Read Opinion | The Expensive Education of Mark Zuckerberg and Silicon Valley by Kara SwisherKara Swisher (nytimes.com)
They have weaponized social media, and we are all paying the price.
I’m definitely just biding my time until their export feature improves. Then I’m moving out of this toxic space.

I still find it interesting that no one seems to be taking him to either enough task or calling him out on potential political bids. He could very easily and quickly use the platform to drastically reshape the political scenery in America and around the world.

Aside: Interesting to note that Kara Swisher’s byline here doesn’t have a link on it, even to a default NY Times page for her.

👓 The Third-Party Option | David Brooks | The New York Times

Read Opinion | The Third-Party Option by David BrooksDavid Brooks (nytimes.com)
National politics needs a leader devoted to redistributing power downward.
Oh to have a solid centrist party with smaller far left and far right parties. Maybe we could get some pragmatic work done. With the Republican party in crisis, perhaps this is the best time…
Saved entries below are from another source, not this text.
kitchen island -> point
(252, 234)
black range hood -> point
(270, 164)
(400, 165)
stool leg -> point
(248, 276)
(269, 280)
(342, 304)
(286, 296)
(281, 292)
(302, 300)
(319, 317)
👓 On Generosity and Obligation | Kathleen Fitzpatrick

Read On Generosity and Obligation by Kathleen FitzpatrickKathleen Fitzpatrick (Kathleen Fitzpatrick)
I am returning, at last, to the thoughts I was exploring in my recent posts on Miranda Joseph’s Against the Romance of Community (post 1 | post 2), and I’m starting to wrestle this morning with the big one: obligation. Thinking about community as a strategic rather than an idealized concept, community in its pragmatic coalition-building sense, leads me to consider the work required to create and sustain communities. If the kinds of communities that I am seeking in trying to imagine a more generous relationship not only between the university and the publics that it engages but also, crucially, within the university itself are first and foremost voluntary communities—self-organizing, self-governing collectives based in affiliation and solidarity—what exactly can we be said to owe those communities? Do those communities and our relationships to them impose obligations on us?

Highlights, Quotes, Annotations, & Marginalia

I am generous with what I have—I choose to be generous with what I have—precisely because we are no longer committed to one another as members of a shared social structure. Instead, the shift of responsibility for the public welfare toward private entities displaces our obligations to one another in favor of individual liberties and, I think, leaves us queasy about the notion of obligation altogether.  

The game theory of things tends to pull the society apart, particularly when it is easier to see who is paying what. If the richer end feels they’re paying more than their fair share, this can tend to break things down.

I suspect that Francis Fukuyama has a bit to say about this in how democratic societies built themselves up over time. Similarly one of his adherents Jonah Goldberg provides some related arguments about tribalism tending to tear democracies down when we revert back to a more primitive viewpoint instead of being able to trust the larger governmental structures of a democracy.

👓 There is no single solution to making the internet more decentralised – The art of the possible | The Economist

Read There is no single solution to making the internet more decentralised (The Economist)
Stopping the internet from getting too concentrated will be a slog, but the alternative would be worse
This has generally been an interesting series of articles in The Economist.

As John Sherman, the senator who gave his name to America’s original antitrust law in 1890, put it at a time when the robber barons ruled much of America’s economy: “If we will not endure a king as a political power, we should not endure a king over the production, transportation and sale of any of the necessaries of life.”